You see, this is what happens whenever we meet Jesus. At first we see someone asking something of us, a thirsty stranger asking for a bit of water, someone we do not expect to see and who we might barely even notice. But very quickly we learn that we are the ones who are thirsty, and that Jesus offers us water that will always satisfy our thirst. Water that becomes in us a spring of water gushing up to life in God’s presence. When we are alone in the wilderness with our thirst and our fear, like the people of God of old, we are tempted to strife and contention and to lose our trust and our faith. But when we respond to the one who asks us for a drink, we discover God’s promise of all the life-giving water we could ever need. And all this was discovered because one day at a well, one thirsty human being asked another thirsty human being for a cup of water.
This is a time when a very peculiar request is being made of all of us. We are being asked to physically separate from one another as much as we possibly can, for the sake of our own health to be sure, but even more because the health of our most vulnerable neighbors is at stake. And because the ability of our doctors and nurses and hospitals and medical teams to care for and heal as many of our neighbors as possible requires us to slow down the spread of the coronavirus as much as we possibly can. This request goes against so many of our most fundamental instincts, especially as a church. And it comes at a time when so many are already feeling lonely, disconnected from community, divided by religion and gender and nationality and age and sexuality and politics and so many other things. This could so easily become a time when we are overwhelmed by our thirst that we lose heart, that we lose trust, that we wonder whether God is truly in our midst or not, that we break down in strife and contention, as our ancestors in faith did at Massah and Meribah.

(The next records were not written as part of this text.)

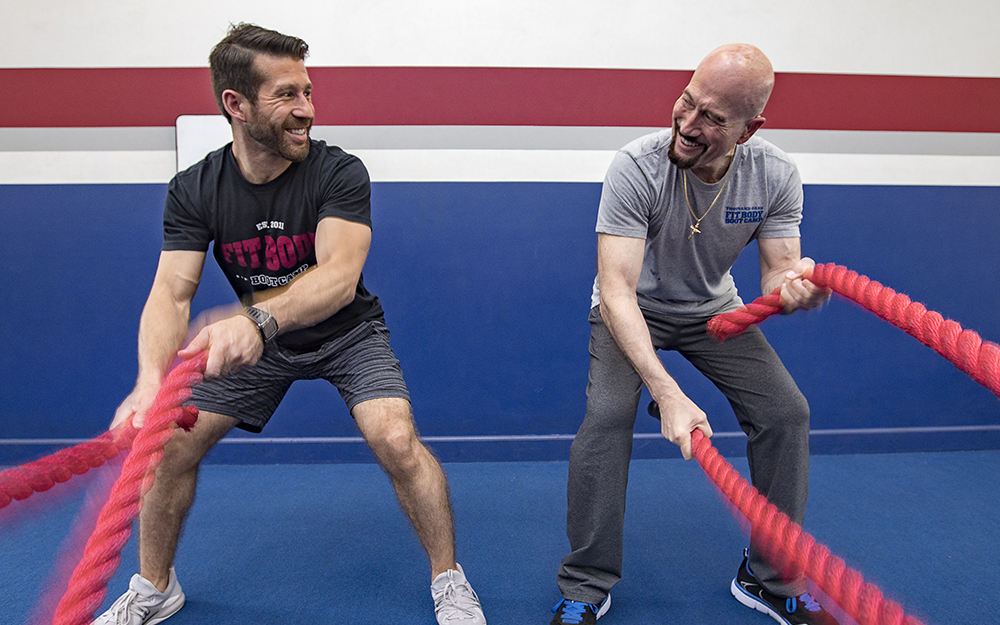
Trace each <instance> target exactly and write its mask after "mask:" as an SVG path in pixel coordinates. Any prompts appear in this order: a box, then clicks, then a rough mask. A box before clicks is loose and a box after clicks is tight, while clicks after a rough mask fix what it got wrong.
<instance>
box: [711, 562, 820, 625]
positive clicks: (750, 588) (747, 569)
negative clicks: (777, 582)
mask: <svg viewBox="0 0 1000 625" xmlns="http://www.w3.org/2000/svg"><path fill="white" fill-rule="evenodd" d="M729 589H730V590H731V591H732V593H733V596H734V597H736V600H737V601H739V602H740V603H742V604H743V605H745V606H746V607H748V608H753V609H754V610H757V611H758V612H763V613H764V614H767V615H768V616H770V617H771V618H773V619H774V620H776V621H778V622H779V623H781V624H782V625H837V621H836V619H834V618H833V617H832V616H830V613H829V612H827V611H826V610H824V609H823V606H821V605H820V604H819V601H816V599H815V598H814V597H813V596H812V595H810V594H809V593H803V594H801V595H799V596H798V597H779V596H778V595H773V594H771V593H770V592H768V591H767V590H766V589H765V588H764V587H763V586H761V584H760V582H759V581H757V578H756V577H754V575H753V573H751V572H750V558H749V556H748V553H747V551H746V550H744V551H743V564H741V565H740V571H739V573H737V574H736V577H735V578H734V579H733V583H732V585H731V586H730V588H729Z"/></svg>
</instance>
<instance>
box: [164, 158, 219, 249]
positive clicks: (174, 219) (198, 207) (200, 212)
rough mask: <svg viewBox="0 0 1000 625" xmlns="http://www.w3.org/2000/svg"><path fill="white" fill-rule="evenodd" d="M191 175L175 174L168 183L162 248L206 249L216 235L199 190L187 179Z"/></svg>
mask: <svg viewBox="0 0 1000 625" xmlns="http://www.w3.org/2000/svg"><path fill="white" fill-rule="evenodd" d="M190 181H191V178H190V177H189V176H183V177H182V176H181V175H178V176H174V178H173V179H172V180H171V181H170V184H168V185H167V199H166V201H165V203H164V209H163V248H162V249H163V251H165V252H168V251H172V250H188V251H195V252H204V251H207V250H208V244H209V243H210V242H211V241H212V239H213V237H214V234H213V232H212V229H211V227H210V226H209V225H208V223H207V221H206V219H205V216H204V214H203V212H202V211H200V210H199V207H200V206H201V202H200V201H199V199H198V195H197V194H196V193H192V192H191V187H190V185H189V184H185V182H190Z"/></svg>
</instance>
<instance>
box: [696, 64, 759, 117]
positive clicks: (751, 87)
mask: <svg viewBox="0 0 1000 625" xmlns="http://www.w3.org/2000/svg"><path fill="white" fill-rule="evenodd" d="M758 91H759V85H758V84H757V83H756V82H755V80H754V77H753V76H751V75H750V74H749V73H747V72H742V71H739V70H738V69H735V68H732V67H723V68H720V67H716V66H711V65H700V66H699V67H698V69H696V70H695V72H694V75H692V76H691V81H690V82H689V83H688V85H687V87H686V88H685V89H684V93H686V94H688V96H689V97H691V98H692V99H694V100H695V102H696V104H698V106H699V107H702V108H705V109H706V110H710V111H713V112H715V113H716V114H718V115H720V116H723V117H725V118H726V119H750V118H752V117H754V116H755V115H757V113H758V112H757V111H754V110H753V108H754V99H755V97H756V94H757V92H758Z"/></svg>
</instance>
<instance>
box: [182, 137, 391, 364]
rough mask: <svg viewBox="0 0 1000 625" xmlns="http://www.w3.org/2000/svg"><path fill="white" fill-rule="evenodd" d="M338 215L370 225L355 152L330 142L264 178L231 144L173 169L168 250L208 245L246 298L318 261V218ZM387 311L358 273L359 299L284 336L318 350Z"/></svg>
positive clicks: (236, 289) (289, 348) (305, 347)
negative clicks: (327, 144) (277, 171)
mask: <svg viewBox="0 0 1000 625" xmlns="http://www.w3.org/2000/svg"><path fill="white" fill-rule="evenodd" d="M326 217H337V218H340V219H345V220H347V221H352V222H356V223H360V224H365V225H367V226H368V227H369V228H370V227H371V225H372V224H371V183H370V181H369V179H368V170H367V169H365V166H364V164H363V163H362V162H361V160H360V159H358V158H357V157H356V156H352V155H350V154H347V153H346V152H344V151H343V150H341V149H340V148H338V147H334V146H328V145H326V143H325V142H323V141H315V140H314V141H312V142H311V144H310V147H309V155H308V156H307V157H306V159H305V160H304V161H302V162H300V163H292V164H291V165H290V166H289V167H288V169H286V170H285V171H284V172H282V174H281V175H280V176H278V177H277V178H275V179H274V180H272V181H270V182H268V183H265V184H259V185H258V184H252V183H250V182H248V181H247V180H246V178H244V177H243V174H242V173H241V172H240V170H239V166H238V165H237V163H236V158H235V157H234V156H233V152H232V144H231V143H230V144H229V145H227V146H226V147H224V148H222V149H219V150H216V151H215V152H212V153H211V154H209V155H208V156H207V157H205V160H203V161H201V162H200V163H197V164H196V165H192V166H191V167H190V168H188V169H186V170H184V171H182V172H181V173H179V174H177V175H176V176H174V179H173V180H171V181H170V184H169V185H168V187H167V200H166V207H165V209H164V212H163V250H164V251H171V250H191V251H198V252H205V251H207V250H208V244H209V242H214V255H215V260H216V261H217V262H218V263H219V267H221V268H222V271H223V273H225V275H226V278H227V279H228V280H229V284H230V285H232V287H233V290H235V291H236V294H237V295H238V296H239V298H240V301H242V302H243V303H244V304H249V303H250V302H251V301H252V295H253V293H255V292H259V291H263V290H266V289H269V288H272V287H277V286H283V285H285V284H288V283H289V282H290V281H291V280H292V278H294V277H295V276H297V275H299V274H300V273H302V272H303V271H305V270H306V269H308V268H310V267H313V266H315V265H316V253H315V250H314V247H315V242H316V225H317V224H318V223H319V221H320V220H321V219H324V218H326ZM381 318H382V305H381V303H380V302H379V300H378V298H377V297H376V296H375V295H374V294H372V293H369V292H368V290H367V289H366V288H365V285H364V280H363V278H361V279H359V280H358V286H357V289H356V292H355V296H354V301H352V302H351V303H350V304H348V305H347V306H345V307H344V308H342V309H340V310H339V311H337V312H336V313H335V314H334V315H333V316H331V317H329V318H328V319H326V320H324V321H321V322H319V323H317V324H316V325H314V326H312V327H310V328H301V329H299V330H293V331H291V332H288V333H285V334H282V335H281V336H279V337H278V339H277V342H278V344H279V345H281V346H282V347H286V348H288V349H291V350H294V351H296V352H300V353H301V352H306V351H311V350H314V349H317V348H318V347H319V346H320V345H322V344H323V343H325V342H327V341H329V340H331V339H333V338H335V337H337V336H340V335H341V334H344V333H346V332H347V331H349V330H351V329H352V328H354V327H356V326H357V325H358V324H359V323H361V322H363V321H366V320H371V319H381Z"/></svg>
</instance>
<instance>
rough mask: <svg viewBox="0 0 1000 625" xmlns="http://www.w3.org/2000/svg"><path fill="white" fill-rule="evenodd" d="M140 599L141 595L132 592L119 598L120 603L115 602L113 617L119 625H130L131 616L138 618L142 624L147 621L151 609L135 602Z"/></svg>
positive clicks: (140, 622) (118, 602)
mask: <svg viewBox="0 0 1000 625" xmlns="http://www.w3.org/2000/svg"><path fill="white" fill-rule="evenodd" d="M138 597H139V593H137V592H136V591H134V590H130V591H128V592H127V593H125V594H124V595H122V596H121V597H119V598H118V601H115V604H114V605H113V606H111V615H112V616H113V617H114V619H115V623H116V624H117V625H128V624H129V616H130V615H134V616H138V617H139V622H140V623H142V622H144V621H145V620H146V614H148V613H149V609H148V608H144V607H142V606H141V605H139V604H138V603H136V602H135V600H136V599H137V598H138Z"/></svg>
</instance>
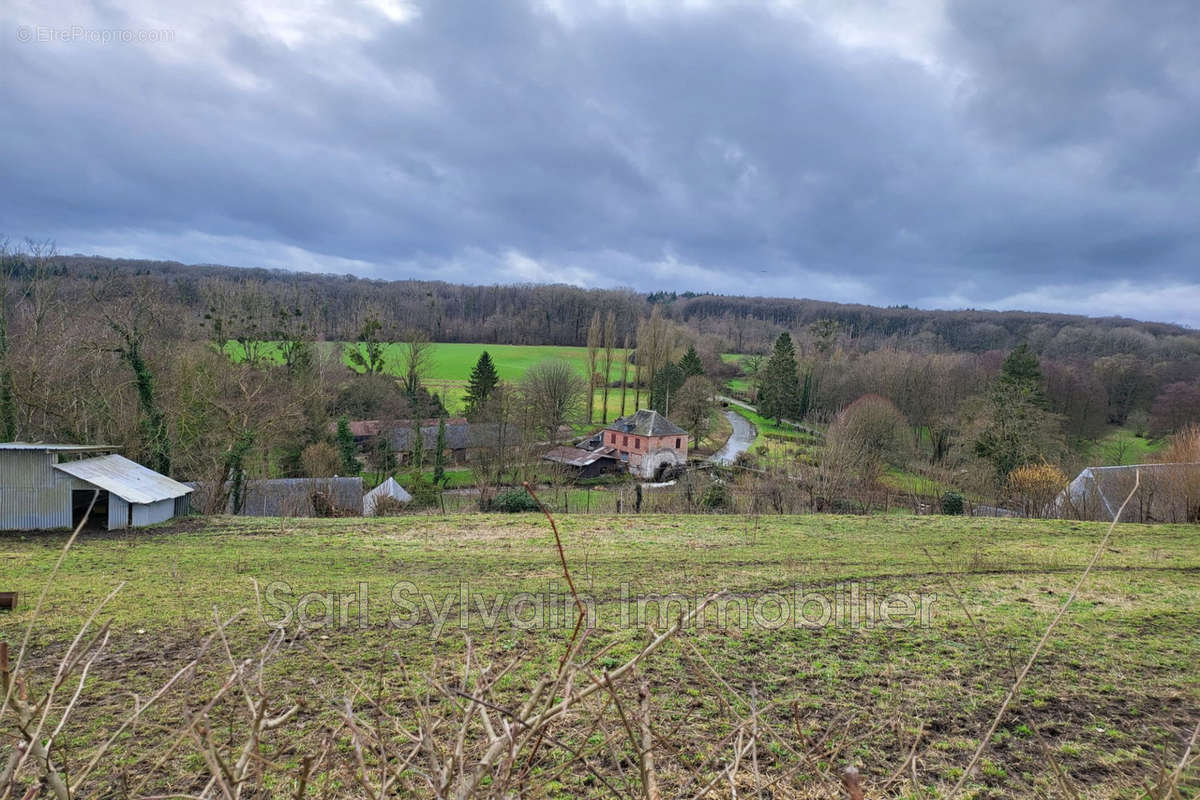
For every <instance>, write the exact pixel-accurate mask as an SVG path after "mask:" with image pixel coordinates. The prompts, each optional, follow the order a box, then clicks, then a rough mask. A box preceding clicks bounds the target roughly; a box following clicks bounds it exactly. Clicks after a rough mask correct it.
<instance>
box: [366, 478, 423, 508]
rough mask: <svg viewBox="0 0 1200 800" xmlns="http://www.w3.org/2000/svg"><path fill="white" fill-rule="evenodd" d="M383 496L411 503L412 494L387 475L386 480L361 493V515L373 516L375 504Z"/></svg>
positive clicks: (401, 501)
mask: <svg viewBox="0 0 1200 800" xmlns="http://www.w3.org/2000/svg"><path fill="white" fill-rule="evenodd" d="M383 498H391V499H392V500H395V501H396V503H412V500H413V495H412V494H409V493H408V492H406V491H404V487H403V486H401V485H400V483H397V482H396V480H395V479H392V477H389V479H388V480H386V481H384V482H383V483H380V485H379V486H377V487H374V488H373V489H371V491H370V492H367V493H366V494H365V495H362V516H364V517H373V516H374V512H376V506H377V505H378V504H379V500H382V499H383Z"/></svg>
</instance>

But if we can see in our vulnerable neighbors asking us for this favor, this grace, this deed of love, the request of Jesus saying, Give me a drink, perhaps we also can here his offer of life-giving water for us too, for a different type of connection and mutual care and love for one another. And I pray that, when this time that could be unlike anything any of us have ever experienced before has come to its conclusion, we also will be able to say with the people of the town of Sychar in Samaria, “It is no longer because of what you have said that we believe, for we have heard for ourselves, and we know that this truly is the Savior of the world.”